As mentioned above, the exodus of Zimbabweans to New Zealand and other countries began around the year 2000. The first migrants departed when the political and economic situation in Zimbabwe was deteriorating. Kunz (1973) identifies these types of immigrants as ‘anticipatory refugees’; finding their situation intolerable, ‘push’ rather than ‘pull’ factors were more significant. Although they had qualifications that would see them employed, leaving a country that is intolerable for a country of the unknown is likely to have been highly stressful for Zimbabweans who emigrated between 2000 and 2004. This might be quite a different situation to Zimbabweans who emigrated post 2004, having prepared for the journey and being largely influenced by ‘pull’ factors.

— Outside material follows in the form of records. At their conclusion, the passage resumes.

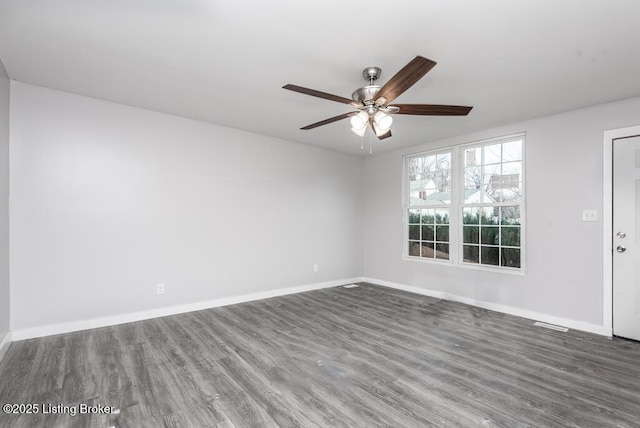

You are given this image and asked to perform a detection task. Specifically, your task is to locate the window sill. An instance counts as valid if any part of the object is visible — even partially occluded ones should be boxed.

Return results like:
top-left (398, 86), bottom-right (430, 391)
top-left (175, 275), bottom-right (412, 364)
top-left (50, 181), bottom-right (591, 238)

top-left (402, 254), bottom-right (526, 276)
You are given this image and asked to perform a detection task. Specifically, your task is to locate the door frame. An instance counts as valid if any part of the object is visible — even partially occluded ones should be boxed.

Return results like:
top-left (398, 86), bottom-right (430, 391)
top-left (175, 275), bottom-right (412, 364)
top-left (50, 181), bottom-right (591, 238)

top-left (602, 126), bottom-right (640, 336)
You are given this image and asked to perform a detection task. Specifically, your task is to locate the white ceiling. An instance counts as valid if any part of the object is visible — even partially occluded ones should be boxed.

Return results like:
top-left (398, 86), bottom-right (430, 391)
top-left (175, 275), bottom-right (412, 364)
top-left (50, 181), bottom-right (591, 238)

top-left (0, 0), bottom-right (640, 154)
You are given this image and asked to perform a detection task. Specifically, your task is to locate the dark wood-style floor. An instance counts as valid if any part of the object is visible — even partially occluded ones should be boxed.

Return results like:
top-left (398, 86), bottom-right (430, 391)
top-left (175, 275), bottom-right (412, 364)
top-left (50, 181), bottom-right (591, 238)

top-left (0, 285), bottom-right (640, 428)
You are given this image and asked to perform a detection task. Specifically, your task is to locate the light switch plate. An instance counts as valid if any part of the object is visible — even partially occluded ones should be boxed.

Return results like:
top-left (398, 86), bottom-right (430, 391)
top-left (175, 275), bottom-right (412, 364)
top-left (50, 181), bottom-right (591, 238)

top-left (582, 210), bottom-right (598, 221)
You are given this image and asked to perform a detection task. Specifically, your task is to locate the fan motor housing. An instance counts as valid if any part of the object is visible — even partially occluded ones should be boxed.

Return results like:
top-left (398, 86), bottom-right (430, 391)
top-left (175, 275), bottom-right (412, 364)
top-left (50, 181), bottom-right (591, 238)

top-left (351, 85), bottom-right (381, 105)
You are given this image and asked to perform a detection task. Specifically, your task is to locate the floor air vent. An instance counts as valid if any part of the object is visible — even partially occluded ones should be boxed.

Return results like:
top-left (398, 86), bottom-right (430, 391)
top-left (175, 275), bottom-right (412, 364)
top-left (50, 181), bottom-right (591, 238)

top-left (533, 321), bottom-right (569, 333)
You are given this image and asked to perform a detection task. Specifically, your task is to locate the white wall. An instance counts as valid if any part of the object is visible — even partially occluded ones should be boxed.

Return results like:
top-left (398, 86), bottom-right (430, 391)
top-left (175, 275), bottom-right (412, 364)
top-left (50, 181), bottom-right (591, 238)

top-left (10, 82), bottom-right (362, 331)
top-left (363, 98), bottom-right (640, 330)
top-left (0, 57), bottom-right (10, 357)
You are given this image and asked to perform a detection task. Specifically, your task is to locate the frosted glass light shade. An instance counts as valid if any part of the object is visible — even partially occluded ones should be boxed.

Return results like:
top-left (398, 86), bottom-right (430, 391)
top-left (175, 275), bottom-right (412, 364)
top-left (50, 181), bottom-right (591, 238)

top-left (373, 111), bottom-right (393, 132)
top-left (351, 111), bottom-right (369, 132)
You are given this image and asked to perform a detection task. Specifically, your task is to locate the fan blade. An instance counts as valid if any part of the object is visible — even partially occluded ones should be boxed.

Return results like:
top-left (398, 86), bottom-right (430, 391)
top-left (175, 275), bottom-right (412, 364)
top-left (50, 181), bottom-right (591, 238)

top-left (369, 117), bottom-right (391, 140)
top-left (376, 56), bottom-right (437, 104)
top-left (282, 84), bottom-right (359, 105)
top-left (390, 104), bottom-right (473, 116)
top-left (300, 111), bottom-right (360, 130)
top-left (378, 130), bottom-right (391, 140)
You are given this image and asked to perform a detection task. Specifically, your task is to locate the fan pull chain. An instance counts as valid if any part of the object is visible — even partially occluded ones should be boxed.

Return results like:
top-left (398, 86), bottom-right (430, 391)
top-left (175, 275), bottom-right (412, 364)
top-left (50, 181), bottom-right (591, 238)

top-left (369, 130), bottom-right (373, 154)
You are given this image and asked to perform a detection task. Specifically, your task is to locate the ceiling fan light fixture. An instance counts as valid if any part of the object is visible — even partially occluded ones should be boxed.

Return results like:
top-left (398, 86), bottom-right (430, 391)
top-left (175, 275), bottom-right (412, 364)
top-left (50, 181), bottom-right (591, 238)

top-left (373, 111), bottom-right (393, 130)
top-left (351, 126), bottom-right (367, 137)
top-left (351, 111), bottom-right (369, 132)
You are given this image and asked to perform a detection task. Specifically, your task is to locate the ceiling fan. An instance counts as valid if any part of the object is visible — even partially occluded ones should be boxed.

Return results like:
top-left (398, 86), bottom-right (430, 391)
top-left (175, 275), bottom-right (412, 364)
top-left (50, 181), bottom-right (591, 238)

top-left (283, 56), bottom-right (473, 140)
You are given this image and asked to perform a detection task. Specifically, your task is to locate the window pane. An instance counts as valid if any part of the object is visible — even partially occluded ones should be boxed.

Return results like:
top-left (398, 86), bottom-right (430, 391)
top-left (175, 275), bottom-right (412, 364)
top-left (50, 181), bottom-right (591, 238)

top-left (409, 210), bottom-right (420, 223)
top-left (436, 226), bottom-right (449, 242)
top-left (409, 224), bottom-right (420, 239)
top-left (462, 208), bottom-right (480, 224)
top-left (482, 143), bottom-right (502, 165)
top-left (500, 205), bottom-right (520, 225)
top-left (462, 245), bottom-right (480, 263)
top-left (436, 244), bottom-right (449, 260)
top-left (480, 226), bottom-right (500, 245)
top-left (464, 147), bottom-right (482, 167)
top-left (409, 241), bottom-right (420, 257)
top-left (502, 140), bottom-right (522, 162)
top-left (501, 226), bottom-right (520, 247)
top-left (480, 207), bottom-right (500, 225)
top-left (482, 165), bottom-right (501, 204)
top-left (502, 248), bottom-right (520, 268)
top-left (480, 247), bottom-right (500, 266)
top-left (422, 225), bottom-right (435, 241)
top-left (499, 162), bottom-right (522, 201)
top-left (407, 152), bottom-right (451, 205)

Some black Zimbabweans had qualifications and university degrees but it was difficult for them to find jobs that suited their skills, and so many resorted to working on farms. The white farmers also found it difficult to get non-farm jobs due to lack of formal qualifications (Walrond, 2012). As they were trying to acculturate to a new environment, they went through a stressful period as they also did not qualify to apply for permanent residence. Most of them had lost farms and houses where they used to employ domestic workers. There was a complete change in their social life as back home they had close knit family relationships. On humanitarian grounds, this prompted the New Zealand government to introduce the Special Zimbabwe Residence Policy, which was also exempt from the requirement of an acceptable health standard.

Research Questions

Does a higher degree of acculturation lead to better mental health outcomes among black Zimbabweans living in New Zealand?
Sub-questions include:
What ‘push/pull’ factors motivated black Zimbabwean migrants to move to New Zealand?
What is the acculturation experience of black Zimbabwean migrants? How well have black Zimbabwean migrants acculturated to life in New Zealand? What have been some of the acculturation difficulties experienced?
How do black Zimbabwean migrants describe or rate their mental health status? To what extent do they perceive migration and acculturation as impacting on their mental health?
What strategies have black Zimbabwean migrants used in order to cope and acculturate in the new environment?

Significance of Research

The main objective of this research is to measure the mental health status and acculturation level of black Zimbabwean immigrants living in New Zealand. Although there has been research on other ethnic groups in regards to the relationship between acculturation and mental health in New Zealand, there seems to be no research on black Zimbabweans specifically. The research allows the exploration of both personal and shared experiences within the black Zimbabwean community. Their acculturation profiles/pathways will highlight important issues about Zimbabweans living in New Zealand including contextual issues such as pre-migration, community involvement, employment experiences and financial stresses.
According to the MSD (2008), the government plays an important role in the settlement of immigrants through policies and initiatives to improve inter-cultural relationships. This research will assist government agencies involved in migrant settlement to design suitable resources in support of them during migration/acculturation. Both the Migrant Centre and Christchurch Resettlement Centre in Christchurch are such examples that will benefit from this research as they run networks for new immigrants by providing information and referring them to relevant institutions. The Centers also supports new immigrants in the community through home visits, which include mental health support.